Comparison of Axicabtagene Ciloleucel and Tisagenlecleucel

• A retrospective study compared the safety and efficacy of axicabtagene ciloleucel and tisagenlecleucel in patients with relapsed/refractory large B-cell lymphoma, including follicular lymphoma 7.
• The study found that both products had comparable efficacy, but axicabtagene ciloleucel was associated with more toxicity, including cytokine release syndrome and neurologic events 7.
• The median progression-free survival and overall survival were similar between the two products, with 12-month progression-free survival rates of 41% and 33% for axicabtagene ciloleucel and tisagenlecleucel, respectively 7.

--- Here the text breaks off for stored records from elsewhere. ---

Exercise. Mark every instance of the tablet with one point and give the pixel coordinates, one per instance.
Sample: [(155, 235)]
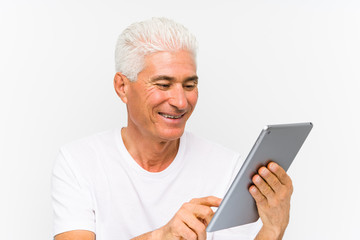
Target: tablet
[(277, 143)]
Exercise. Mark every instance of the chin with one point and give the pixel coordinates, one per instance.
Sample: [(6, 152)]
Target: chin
[(171, 134)]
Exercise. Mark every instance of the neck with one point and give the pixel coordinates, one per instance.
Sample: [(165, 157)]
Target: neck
[(151, 154)]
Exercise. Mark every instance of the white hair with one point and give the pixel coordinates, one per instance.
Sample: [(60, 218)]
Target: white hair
[(143, 38)]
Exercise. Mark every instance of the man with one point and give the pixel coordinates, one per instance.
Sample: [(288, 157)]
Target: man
[(150, 179)]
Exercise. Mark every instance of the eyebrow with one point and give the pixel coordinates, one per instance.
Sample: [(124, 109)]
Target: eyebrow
[(168, 78)]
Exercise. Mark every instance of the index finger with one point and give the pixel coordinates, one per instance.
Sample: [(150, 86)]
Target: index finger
[(210, 201), (279, 172)]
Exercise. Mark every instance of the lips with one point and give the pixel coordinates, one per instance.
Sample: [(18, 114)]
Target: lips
[(171, 116)]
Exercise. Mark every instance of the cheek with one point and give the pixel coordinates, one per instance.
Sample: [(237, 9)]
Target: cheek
[(193, 97), (154, 97)]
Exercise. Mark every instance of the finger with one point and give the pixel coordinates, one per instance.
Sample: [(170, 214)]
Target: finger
[(280, 173), (200, 211), (257, 195), (194, 224), (271, 179), (210, 201), (185, 232), (263, 187)]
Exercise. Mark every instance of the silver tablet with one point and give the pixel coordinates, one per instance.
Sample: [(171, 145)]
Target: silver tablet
[(277, 143)]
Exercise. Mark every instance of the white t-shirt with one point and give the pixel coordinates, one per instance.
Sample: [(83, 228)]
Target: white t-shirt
[(98, 186)]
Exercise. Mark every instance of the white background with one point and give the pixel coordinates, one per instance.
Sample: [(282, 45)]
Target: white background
[(260, 62)]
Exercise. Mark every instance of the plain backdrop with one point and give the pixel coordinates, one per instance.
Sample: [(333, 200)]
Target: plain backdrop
[(260, 62)]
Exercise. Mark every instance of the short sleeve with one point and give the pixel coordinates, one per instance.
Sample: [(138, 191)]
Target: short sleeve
[(71, 197), (244, 232)]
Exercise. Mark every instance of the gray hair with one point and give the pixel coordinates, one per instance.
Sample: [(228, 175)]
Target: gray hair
[(143, 38)]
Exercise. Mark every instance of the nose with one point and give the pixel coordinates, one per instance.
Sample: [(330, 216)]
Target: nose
[(178, 98)]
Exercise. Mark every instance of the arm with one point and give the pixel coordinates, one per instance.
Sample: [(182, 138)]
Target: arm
[(188, 223), (272, 192), (76, 235)]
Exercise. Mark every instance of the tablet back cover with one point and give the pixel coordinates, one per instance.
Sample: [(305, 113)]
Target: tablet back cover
[(278, 143)]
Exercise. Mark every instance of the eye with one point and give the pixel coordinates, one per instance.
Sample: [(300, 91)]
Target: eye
[(190, 86), (162, 85)]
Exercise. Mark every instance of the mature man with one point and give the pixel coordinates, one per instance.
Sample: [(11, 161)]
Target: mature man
[(151, 179)]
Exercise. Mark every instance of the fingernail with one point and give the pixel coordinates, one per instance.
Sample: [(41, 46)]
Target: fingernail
[(273, 166), (263, 171)]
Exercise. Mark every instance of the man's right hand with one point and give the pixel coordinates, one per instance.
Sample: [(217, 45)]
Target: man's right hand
[(189, 222)]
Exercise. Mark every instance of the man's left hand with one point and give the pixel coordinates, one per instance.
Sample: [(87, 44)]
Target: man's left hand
[(272, 192)]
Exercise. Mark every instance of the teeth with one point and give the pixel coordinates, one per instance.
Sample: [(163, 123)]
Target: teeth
[(170, 116)]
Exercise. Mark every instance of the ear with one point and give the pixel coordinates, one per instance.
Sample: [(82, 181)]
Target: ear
[(121, 84)]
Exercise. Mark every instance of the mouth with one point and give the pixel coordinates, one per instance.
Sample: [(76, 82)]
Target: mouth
[(169, 116)]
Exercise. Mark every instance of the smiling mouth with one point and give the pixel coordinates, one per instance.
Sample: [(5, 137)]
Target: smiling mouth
[(171, 116)]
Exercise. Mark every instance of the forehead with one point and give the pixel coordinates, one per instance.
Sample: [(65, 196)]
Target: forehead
[(170, 63)]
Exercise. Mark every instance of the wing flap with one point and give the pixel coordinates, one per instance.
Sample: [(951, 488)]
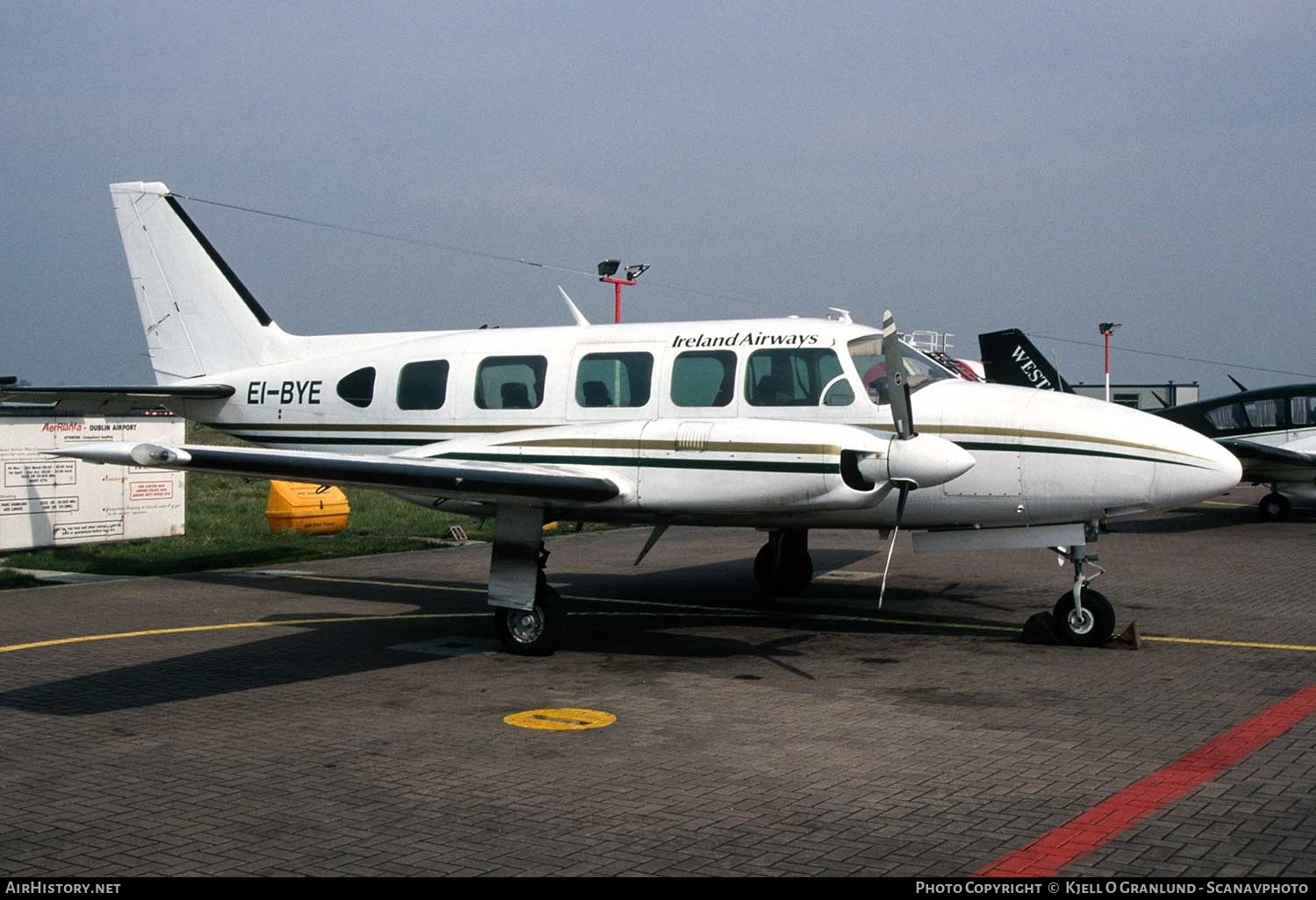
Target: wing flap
[(487, 481)]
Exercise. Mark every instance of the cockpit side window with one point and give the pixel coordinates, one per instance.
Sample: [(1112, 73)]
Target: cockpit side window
[(1262, 413), (1302, 412), (794, 376), (703, 378), (870, 363)]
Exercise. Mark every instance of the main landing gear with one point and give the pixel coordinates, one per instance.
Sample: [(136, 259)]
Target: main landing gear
[(1274, 507), (783, 568), (1084, 618), (528, 615), (534, 632)]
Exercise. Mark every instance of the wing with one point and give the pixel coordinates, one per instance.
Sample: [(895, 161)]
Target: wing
[(107, 400), (489, 482), (1262, 462)]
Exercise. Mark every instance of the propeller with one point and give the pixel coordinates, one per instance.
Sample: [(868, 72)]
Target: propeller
[(898, 386)]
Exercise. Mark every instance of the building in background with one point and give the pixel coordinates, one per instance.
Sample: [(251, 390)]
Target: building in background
[(1144, 396)]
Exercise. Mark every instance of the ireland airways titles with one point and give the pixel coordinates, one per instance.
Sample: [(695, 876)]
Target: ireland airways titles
[(749, 339)]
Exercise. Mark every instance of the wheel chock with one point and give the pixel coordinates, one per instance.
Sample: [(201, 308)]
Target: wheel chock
[(1128, 639), (1040, 629)]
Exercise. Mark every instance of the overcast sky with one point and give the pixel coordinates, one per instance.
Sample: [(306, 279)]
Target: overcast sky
[(970, 166)]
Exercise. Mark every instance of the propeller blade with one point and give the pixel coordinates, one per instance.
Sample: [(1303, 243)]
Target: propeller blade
[(905, 492), (897, 383)]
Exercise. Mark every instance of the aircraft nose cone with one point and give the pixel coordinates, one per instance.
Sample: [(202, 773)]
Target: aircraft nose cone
[(1192, 468)]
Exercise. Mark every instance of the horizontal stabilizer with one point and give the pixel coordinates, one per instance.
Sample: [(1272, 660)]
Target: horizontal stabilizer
[(1253, 450), (110, 399), (531, 484)]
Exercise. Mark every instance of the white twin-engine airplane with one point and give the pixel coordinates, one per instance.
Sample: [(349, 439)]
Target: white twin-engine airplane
[(778, 424)]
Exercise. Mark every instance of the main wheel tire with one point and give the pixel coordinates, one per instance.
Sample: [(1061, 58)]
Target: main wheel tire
[(536, 632), (1092, 629), (789, 579), (1274, 507)]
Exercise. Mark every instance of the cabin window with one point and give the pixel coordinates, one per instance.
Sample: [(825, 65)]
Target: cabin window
[(511, 382), (1302, 412), (703, 378), (358, 387), (423, 384), (615, 379), (795, 376), (1228, 418), (1262, 413)]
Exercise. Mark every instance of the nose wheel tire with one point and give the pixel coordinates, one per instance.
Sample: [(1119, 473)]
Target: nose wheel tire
[(1274, 507), (1090, 626), (786, 578), (536, 632)]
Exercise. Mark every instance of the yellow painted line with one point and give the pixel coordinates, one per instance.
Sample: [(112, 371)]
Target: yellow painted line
[(740, 612), (1213, 642), (704, 612), (379, 583), (224, 626), (561, 720)]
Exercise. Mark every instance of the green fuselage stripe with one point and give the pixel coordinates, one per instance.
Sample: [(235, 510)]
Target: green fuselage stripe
[(1065, 452), (653, 462)]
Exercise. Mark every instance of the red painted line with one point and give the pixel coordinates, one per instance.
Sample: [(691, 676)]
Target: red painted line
[(1086, 832)]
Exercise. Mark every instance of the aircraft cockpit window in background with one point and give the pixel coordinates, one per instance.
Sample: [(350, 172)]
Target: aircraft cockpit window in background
[(1262, 413), (423, 384), (795, 376), (1302, 412), (703, 378), (511, 382), (1228, 418), (615, 379), (358, 387), (870, 363)]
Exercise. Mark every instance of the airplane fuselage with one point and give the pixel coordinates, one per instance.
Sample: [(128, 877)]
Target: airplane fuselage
[(684, 416)]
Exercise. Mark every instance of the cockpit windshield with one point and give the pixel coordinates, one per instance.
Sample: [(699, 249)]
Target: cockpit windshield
[(870, 363)]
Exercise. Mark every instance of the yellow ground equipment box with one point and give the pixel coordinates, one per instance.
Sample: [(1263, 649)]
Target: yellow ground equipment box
[(311, 508)]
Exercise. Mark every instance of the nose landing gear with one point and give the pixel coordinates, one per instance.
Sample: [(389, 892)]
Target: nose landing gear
[(1084, 618)]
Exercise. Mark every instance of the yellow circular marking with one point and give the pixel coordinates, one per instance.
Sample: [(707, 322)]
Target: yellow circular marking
[(561, 720)]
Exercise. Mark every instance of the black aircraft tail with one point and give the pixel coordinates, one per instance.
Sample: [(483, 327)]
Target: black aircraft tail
[(1011, 358)]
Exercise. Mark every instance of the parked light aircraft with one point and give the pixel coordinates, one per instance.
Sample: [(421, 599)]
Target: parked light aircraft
[(1271, 431), (778, 424)]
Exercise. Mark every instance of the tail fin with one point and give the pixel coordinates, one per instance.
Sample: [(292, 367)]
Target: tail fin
[(1011, 358), (197, 316)]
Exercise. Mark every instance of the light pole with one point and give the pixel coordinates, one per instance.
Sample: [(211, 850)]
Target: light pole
[(608, 271), (1107, 331)]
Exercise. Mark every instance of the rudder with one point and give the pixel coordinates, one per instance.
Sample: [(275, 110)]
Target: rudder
[(197, 316)]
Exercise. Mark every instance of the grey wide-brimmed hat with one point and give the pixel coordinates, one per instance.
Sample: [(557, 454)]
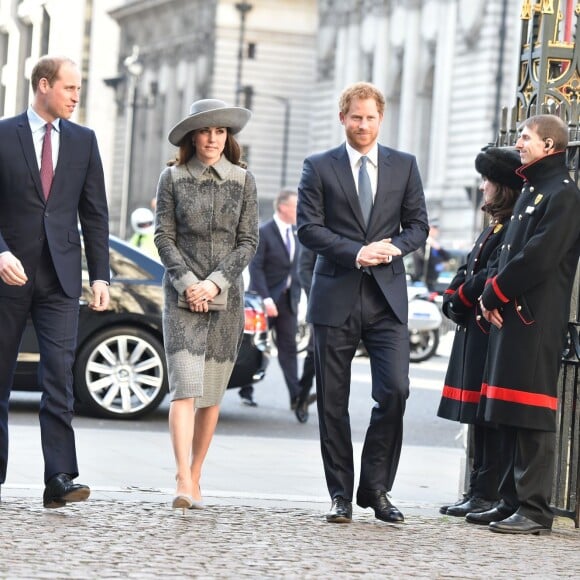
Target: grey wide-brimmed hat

Overall Efficacy of CAR-T Cell Therapy in Follicular Lymphoma

• CAR-T cell therapy has emerged as an efficacious treatment for relapsed or refractory follicular lymphoma, particularly for patients with early relapse and refractory to alkylating agents and anti-CD20 monoclonal antibodies 6.
• The treatment has shown a high rate of durable responses in a high proportion of patients, with overall response rates and complete response rates comparable to those observed in clinical trials 5, 6.